In this prospective observational study of sepsis patients admitted in the ICU, the ePVS was independently associated with in-hospital mortality even after multivariate adjustment for other patient clinical and laboratory conditions. To our knowledge, this result is the first attempt to predict the outcome of sepsis patients admitted in the ICU using this new biological surrogate. Our result suggests that ePVS could be a promising tool to predict the prognosis of patients with sepsis.
Fluid resuscitation is important for stabilizing hemodynamic status and improving tissue oxygenation [13]. However, it is difficult to accurately estimate the required amount of fluid in patients with sepsis. Although there are several methods to calculate the volume status of patients, all have their limitations [14, 15]. The direct methods using echocardiogram, SSV, or PPV are complex and time-consuming to apply to routine practice of all patient with sepsis. Therefore, a simple and universally available tool for assessment of volume status is needed.

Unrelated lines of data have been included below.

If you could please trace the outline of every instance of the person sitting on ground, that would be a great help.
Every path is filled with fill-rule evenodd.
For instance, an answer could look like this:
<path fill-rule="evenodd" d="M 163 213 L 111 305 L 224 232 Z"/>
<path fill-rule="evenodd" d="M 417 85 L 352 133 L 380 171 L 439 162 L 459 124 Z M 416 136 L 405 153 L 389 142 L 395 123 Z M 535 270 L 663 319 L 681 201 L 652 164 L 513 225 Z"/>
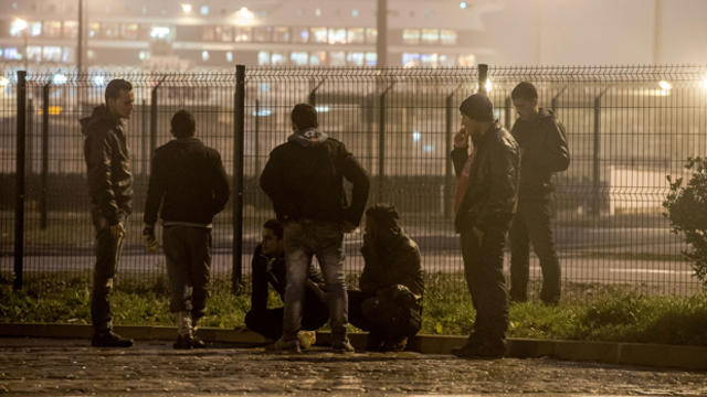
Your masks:
<path fill-rule="evenodd" d="M 360 291 L 349 291 L 349 321 L 368 331 L 369 351 L 400 352 L 422 325 L 424 281 L 420 248 L 392 205 L 366 211 Z"/>
<path fill-rule="evenodd" d="M 283 334 L 284 308 L 267 309 L 268 285 L 284 299 L 286 282 L 285 250 L 283 247 L 283 225 L 277 219 L 268 219 L 263 225 L 263 239 L 255 247 L 251 262 L 252 296 L 251 310 L 245 314 L 245 326 L 265 337 L 277 340 Z M 297 339 L 303 348 L 316 342 L 315 331 L 329 319 L 325 301 L 324 278 L 309 266 L 307 289 L 302 316 L 302 328 Z"/>

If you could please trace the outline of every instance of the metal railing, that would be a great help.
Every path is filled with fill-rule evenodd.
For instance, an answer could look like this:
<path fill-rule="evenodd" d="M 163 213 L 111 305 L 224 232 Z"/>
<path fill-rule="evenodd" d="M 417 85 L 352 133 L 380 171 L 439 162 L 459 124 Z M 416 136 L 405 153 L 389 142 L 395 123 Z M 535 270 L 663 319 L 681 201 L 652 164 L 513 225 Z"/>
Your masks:
<path fill-rule="evenodd" d="M 700 290 L 661 204 L 668 191 L 665 175 L 682 175 L 685 159 L 707 152 L 706 73 L 699 66 L 489 68 L 489 95 L 506 128 L 516 116 L 510 90 L 521 81 L 536 85 L 541 106 L 566 126 L 571 164 L 555 178 L 553 221 L 564 285 L 626 285 L 664 294 Z M 4 76 L 4 279 L 17 270 L 92 271 L 78 119 L 103 101 L 104 86 L 113 77 L 118 76 L 38 74 L 23 83 L 20 75 Z M 221 152 L 233 182 L 232 203 L 215 221 L 213 271 L 232 277 L 240 289 L 249 278 L 260 227 L 273 216 L 257 178 L 270 151 L 291 133 L 292 107 L 310 103 L 321 129 L 345 142 L 369 171 L 369 204 L 394 204 L 420 245 L 424 270 L 449 275 L 465 291 L 452 226 L 450 151 L 461 126 L 458 104 L 479 87 L 477 69 L 240 67 L 232 74 L 119 77 L 129 79 L 136 93 L 128 121 L 135 213 L 122 276 L 149 280 L 163 273 L 162 256 L 144 251 L 139 228 L 150 153 L 171 138 L 171 115 L 186 108 L 197 118 L 197 137 Z M 360 233 L 346 238 L 350 272 L 362 268 L 361 243 Z M 541 277 L 537 265 L 534 257 L 536 281 Z"/>

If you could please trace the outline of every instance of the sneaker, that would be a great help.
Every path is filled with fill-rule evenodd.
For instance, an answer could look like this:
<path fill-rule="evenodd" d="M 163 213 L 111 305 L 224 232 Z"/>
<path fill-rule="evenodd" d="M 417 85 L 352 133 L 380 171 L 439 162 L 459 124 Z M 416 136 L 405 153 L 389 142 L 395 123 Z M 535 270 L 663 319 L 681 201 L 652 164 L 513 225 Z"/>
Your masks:
<path fill-rule="evenodd" d="M 355 353 L 356 350 L 351 346 L 351 343 L 348 339 L 342 342 L 335 342 L 331 344 L 331 350 L 334 353 Z"/>
<path fill-rule="evenodd" d="M 133 340 L 108 330 L 95 333 L 91 340 L 91 345 L 94 347 L 130 347 L 133 346 Z"/>
<path fill-rule="evenodd" d="M 506 354 L 506 343 L 500 341 L 490 342 L 467 342 L 461 347 L 452 348 L 452 354 L 462 358 L 503 358 Z"/>
<path fill-rule="evenodd" d="M 317 333 L 315 331 L 299 331 L 297 332 L 297 340 L 299 341 L 299 348 L 307 350 L 317 343 Z"/>
<path fill-rule="evenodd" d="M 265 351 L 279 354 L 302 353 L 302 350 L 299 350 L 299 341 L 285 341 L 282 337 L 275 341 L 275 343 L 265 346 Z"/>

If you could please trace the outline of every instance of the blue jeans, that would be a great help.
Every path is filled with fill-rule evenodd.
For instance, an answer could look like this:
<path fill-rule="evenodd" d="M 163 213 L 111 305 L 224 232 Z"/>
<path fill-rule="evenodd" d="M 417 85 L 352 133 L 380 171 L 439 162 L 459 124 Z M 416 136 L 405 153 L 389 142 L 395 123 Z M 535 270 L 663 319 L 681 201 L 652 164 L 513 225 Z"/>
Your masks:
<path fill-rule="evenodd" d="M 348 323 L 348 299 L 344 278 L 344 232 L 334 222 L 300 221 L 284 225 L 285 312 L 283 315 L 283 340 L 297 339 L 302 328 L 302 310 L 305 297 L 307 268 L 316 255 L 327 287 L 333 343 L 346 340 Z"/>

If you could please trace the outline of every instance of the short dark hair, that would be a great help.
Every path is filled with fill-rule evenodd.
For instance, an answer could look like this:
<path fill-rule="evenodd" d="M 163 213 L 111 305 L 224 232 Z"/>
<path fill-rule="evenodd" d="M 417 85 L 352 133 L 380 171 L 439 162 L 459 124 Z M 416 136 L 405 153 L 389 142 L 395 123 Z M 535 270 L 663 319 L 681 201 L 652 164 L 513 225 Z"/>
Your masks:
<path fill-rule="evenodd" d="M 193 137 L 197 131 L 197 121 L 189 111 L 181 109 L 172 116 L 172 135 L 177 138 Z"/>
<path fill-rule="evenodd" d="M 275 218 L 267 219 L 263 224 L 263 227 L 273 230 L 277 238 L 283 239 L 283 224 Z"/>
<path fill-rule="evenodd" d="M 528 82 L 520 82 L 510 93 L 513 99 L 538 99 L 538 90 Z"/>
<path fill-rule="evenodd" d="M 291 117 L 292 122 L 298 130 L 319 127 L 319 124 L 317 122 L 317 109 L 309 104 L 295 105 L 292 109 Z"/>
<path fill-rule="evenodd" d="M 368 210 L 366 210 L 366 216 L 370 216 L 371 218 L 380 221 L 382 223 L 389 223 L 399 218 L 395 206 L 388 203 L 371 205 Z"/>
<path fill-rule="evenodd" d="M 108 82 L 105 93 L 106 104 L 108 103 L 108 99 L 115 99 L 119 97 L 122 90 L 133 90 L 133 84 L 124 78 L 114 78 Z"/>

In patients with sepsis, impairment of microcirculation is induced by release of proinflammatory cytokines [16, 17]. Microcirculatory dysfunction induces maldistribution of microvascular blood flow, and increased endothelial permeability leads fluid leakage from the intravascular space and tissue edema [18–20]. Accumulation of water in tissue leads to tissue hypoxia, and if not corrected, it can induce organ failure and death [21, 22]. It has been suggested that ePVS, which is derived from the Strauss formula using hemoglobin and hematocrit, may reflect plasma volume shifts at the level of interstitial tissue and therefore can be used clinically to estimate the severity of the microcirculatory dysfunction in patients with sepsis and heart failure [8, 10, 11, 23].

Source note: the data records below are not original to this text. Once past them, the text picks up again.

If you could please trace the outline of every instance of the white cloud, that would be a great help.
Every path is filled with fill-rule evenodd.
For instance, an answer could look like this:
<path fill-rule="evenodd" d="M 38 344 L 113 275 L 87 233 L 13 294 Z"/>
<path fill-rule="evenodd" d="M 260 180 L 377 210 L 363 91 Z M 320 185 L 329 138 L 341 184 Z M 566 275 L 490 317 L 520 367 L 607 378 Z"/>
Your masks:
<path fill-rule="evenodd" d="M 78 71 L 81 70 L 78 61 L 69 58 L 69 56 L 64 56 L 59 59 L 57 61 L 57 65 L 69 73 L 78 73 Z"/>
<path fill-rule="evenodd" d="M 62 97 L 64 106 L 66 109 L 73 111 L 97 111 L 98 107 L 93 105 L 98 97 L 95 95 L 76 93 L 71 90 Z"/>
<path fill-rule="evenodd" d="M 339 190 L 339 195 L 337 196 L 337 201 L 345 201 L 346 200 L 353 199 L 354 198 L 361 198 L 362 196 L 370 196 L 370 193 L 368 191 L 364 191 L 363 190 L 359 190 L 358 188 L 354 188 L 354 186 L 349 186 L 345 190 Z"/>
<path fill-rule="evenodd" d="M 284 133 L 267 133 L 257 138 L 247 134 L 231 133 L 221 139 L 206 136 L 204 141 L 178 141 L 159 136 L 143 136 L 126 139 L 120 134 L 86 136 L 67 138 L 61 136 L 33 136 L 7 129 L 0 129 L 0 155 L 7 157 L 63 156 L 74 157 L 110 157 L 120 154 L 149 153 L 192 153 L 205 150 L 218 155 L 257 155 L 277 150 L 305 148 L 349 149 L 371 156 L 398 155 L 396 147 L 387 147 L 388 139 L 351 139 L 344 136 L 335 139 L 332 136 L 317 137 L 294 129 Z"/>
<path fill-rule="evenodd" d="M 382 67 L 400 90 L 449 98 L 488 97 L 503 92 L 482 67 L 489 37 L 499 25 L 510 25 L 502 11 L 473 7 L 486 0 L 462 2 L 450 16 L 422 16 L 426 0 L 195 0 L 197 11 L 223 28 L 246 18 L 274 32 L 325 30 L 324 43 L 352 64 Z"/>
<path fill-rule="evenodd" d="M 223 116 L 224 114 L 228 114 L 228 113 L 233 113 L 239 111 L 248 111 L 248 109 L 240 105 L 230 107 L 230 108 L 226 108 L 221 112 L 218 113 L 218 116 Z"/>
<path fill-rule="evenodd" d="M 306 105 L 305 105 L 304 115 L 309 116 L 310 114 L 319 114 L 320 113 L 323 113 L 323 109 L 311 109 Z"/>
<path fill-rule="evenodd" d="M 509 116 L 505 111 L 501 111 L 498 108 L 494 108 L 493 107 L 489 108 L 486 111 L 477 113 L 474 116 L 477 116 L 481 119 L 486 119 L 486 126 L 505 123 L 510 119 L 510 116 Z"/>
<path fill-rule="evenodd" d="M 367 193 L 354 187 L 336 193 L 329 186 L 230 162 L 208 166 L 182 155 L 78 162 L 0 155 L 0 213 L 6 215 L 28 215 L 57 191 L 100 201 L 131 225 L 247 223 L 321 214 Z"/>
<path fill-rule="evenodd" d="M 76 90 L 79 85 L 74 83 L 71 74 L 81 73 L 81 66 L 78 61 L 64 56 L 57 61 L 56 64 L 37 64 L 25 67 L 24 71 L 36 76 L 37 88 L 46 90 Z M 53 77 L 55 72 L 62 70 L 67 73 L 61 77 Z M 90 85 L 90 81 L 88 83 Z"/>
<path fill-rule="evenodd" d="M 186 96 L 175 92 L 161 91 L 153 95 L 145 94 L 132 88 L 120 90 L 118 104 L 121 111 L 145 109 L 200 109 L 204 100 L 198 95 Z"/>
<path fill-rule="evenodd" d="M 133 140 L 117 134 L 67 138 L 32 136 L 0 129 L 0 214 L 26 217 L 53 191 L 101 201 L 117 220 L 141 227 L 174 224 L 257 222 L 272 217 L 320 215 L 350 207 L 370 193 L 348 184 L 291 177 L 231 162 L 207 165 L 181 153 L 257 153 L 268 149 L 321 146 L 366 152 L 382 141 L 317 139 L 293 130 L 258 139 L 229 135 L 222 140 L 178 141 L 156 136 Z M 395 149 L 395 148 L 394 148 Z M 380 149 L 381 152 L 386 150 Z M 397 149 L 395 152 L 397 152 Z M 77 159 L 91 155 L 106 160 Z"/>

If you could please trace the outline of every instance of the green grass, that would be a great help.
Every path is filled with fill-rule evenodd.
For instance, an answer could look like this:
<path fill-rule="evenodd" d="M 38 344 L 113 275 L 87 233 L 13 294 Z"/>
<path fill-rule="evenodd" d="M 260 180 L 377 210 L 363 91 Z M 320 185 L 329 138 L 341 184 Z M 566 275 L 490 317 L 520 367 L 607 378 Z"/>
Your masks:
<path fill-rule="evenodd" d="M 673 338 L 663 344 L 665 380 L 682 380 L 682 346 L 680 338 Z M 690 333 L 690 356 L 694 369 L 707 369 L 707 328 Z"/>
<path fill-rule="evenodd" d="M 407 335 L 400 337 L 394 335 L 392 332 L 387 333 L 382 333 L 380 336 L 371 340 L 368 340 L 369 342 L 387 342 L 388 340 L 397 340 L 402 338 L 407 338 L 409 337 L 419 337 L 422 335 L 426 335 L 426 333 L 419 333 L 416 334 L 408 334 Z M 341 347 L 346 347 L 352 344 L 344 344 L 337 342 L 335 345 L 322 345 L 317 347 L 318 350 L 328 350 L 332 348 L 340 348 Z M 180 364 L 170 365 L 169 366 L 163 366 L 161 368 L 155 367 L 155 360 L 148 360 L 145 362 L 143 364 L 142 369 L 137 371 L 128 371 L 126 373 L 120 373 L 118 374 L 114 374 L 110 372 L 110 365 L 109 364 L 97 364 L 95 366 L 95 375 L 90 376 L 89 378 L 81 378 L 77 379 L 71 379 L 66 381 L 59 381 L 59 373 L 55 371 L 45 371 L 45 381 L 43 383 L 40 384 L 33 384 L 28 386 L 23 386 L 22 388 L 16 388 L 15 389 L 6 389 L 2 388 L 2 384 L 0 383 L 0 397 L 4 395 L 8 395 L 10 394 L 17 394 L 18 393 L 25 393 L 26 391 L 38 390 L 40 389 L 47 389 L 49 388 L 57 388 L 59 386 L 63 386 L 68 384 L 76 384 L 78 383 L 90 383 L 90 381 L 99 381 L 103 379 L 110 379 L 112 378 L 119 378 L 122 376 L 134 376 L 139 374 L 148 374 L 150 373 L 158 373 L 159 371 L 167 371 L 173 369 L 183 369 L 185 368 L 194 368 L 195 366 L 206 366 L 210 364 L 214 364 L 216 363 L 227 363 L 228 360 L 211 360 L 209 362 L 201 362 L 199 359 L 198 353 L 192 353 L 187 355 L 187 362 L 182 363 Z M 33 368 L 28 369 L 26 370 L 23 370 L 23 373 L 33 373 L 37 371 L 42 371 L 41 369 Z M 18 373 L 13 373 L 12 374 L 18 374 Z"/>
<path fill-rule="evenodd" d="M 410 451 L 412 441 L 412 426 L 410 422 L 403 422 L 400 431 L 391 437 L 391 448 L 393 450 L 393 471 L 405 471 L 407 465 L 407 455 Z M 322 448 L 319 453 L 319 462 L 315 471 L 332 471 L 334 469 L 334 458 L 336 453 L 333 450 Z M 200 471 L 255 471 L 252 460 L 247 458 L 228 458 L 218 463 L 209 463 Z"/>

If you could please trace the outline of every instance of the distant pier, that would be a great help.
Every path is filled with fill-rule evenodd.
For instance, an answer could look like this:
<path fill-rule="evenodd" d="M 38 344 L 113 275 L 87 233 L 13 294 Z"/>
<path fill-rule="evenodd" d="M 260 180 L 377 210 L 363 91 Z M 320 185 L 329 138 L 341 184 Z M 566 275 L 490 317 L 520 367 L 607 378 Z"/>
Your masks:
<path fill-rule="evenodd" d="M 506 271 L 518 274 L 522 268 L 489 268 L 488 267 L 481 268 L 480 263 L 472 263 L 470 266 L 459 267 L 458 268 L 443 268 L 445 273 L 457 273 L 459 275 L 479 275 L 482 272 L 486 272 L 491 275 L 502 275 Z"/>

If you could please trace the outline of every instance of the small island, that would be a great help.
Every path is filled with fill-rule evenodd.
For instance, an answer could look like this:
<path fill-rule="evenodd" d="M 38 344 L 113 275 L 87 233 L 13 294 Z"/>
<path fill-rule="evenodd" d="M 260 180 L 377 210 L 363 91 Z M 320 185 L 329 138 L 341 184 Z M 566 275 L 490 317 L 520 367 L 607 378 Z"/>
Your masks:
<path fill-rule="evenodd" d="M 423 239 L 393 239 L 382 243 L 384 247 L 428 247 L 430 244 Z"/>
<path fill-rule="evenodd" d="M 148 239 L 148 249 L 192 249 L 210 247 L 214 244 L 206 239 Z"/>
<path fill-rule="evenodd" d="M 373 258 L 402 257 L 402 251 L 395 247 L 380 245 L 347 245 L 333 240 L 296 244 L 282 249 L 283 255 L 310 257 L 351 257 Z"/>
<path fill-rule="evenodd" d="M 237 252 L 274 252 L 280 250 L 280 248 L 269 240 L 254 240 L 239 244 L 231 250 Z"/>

Initially, ePVS was developed primarily to predict the prognosis of patients with heart failure (HF). In patients with HF after acute myocardial infarction, higher ePVS was significantly associated with hospitalization or cardiovascular death [7]. Furthermore, decrease in ePVS was related with decongestion due to effective treatment and associated with better cardiovascular outcome [7–9]. Recently, Chouihed et al. reported the result of PARADISE study, which consisted of not only patients with acute HF but also with inflammatory diseases. Results showed that high ePVS was significantly associated with in-hospital mortality in patients who visited emergency department (ED) for acute dyspnea [11]. In patients who visited the ED with fever, ePVS was independently associated with poor prognosis after adjusting for confounding factors [10].
In the present study, ePVS was significantly associated with in-hospital mortality and risk of RRT in critically ill patients with sepsis. A possible explanation for these results may be due to impairment of microcirculation during sepsis. As stated, microcirculatory dysfunction increases endothelial permeability, resulting to loss of protein-rich fluid from the vessel which leads to intravascular volume depletion and tissue edema. Accumulation of water in tissue leads to tissue hypoxia which is considered as a key factor in the development of organ dysfunction and death [16, 24].
The SAPS3 and SOFA score are systematic scoring systems for sepsis patients created through large-scale clinical studies and verified through various studies [1, 25]. In this study, ePVS has a similar prognostic value with SAPS3 or SOFA score in critically ill patients with sepsis. Although the in-hospital mortality AUC for ePVS (0.655) was lower than that for SAPS (0.768) or SOFA score (0.724), it was not significantly different with that for SAPS3 or SOFA score. Despite these similarities, the SAPS3 and SOFA scores were calculated using distinct, complicated formulas. Therefore, ePVS could be a simple tool to predict the prognosis of critically ill patients with sepsis.
To the best of our knowledge, this is the first study that evaluated the role of ePVS value in predicting the prognosis of critically ill patients with sepsis. However, the present study had some limitations. First, the size of this study was relatively small. Second, we did not evaluate the association between dynamic change in ePVS value and the prognosis of patients with sepsis. Although previous studies have suggested that variation of ePVS is associated with poor prognosis [8, 9], transfusion or bleeding commonly occurred after ICU admission in this study, so change in ePVS could not be evaluated. Third, correlation between the ePVS value and actual plasma volume status was not investigated. Although previous studies have reported that ePVS reflected plasma volume status, it would have been possible to provide more accurate information if the plasma volume status was measured by other methods. Therefore, additional studies need to be carried out in order to evaluate the correlation between ePVS and the actual PV value.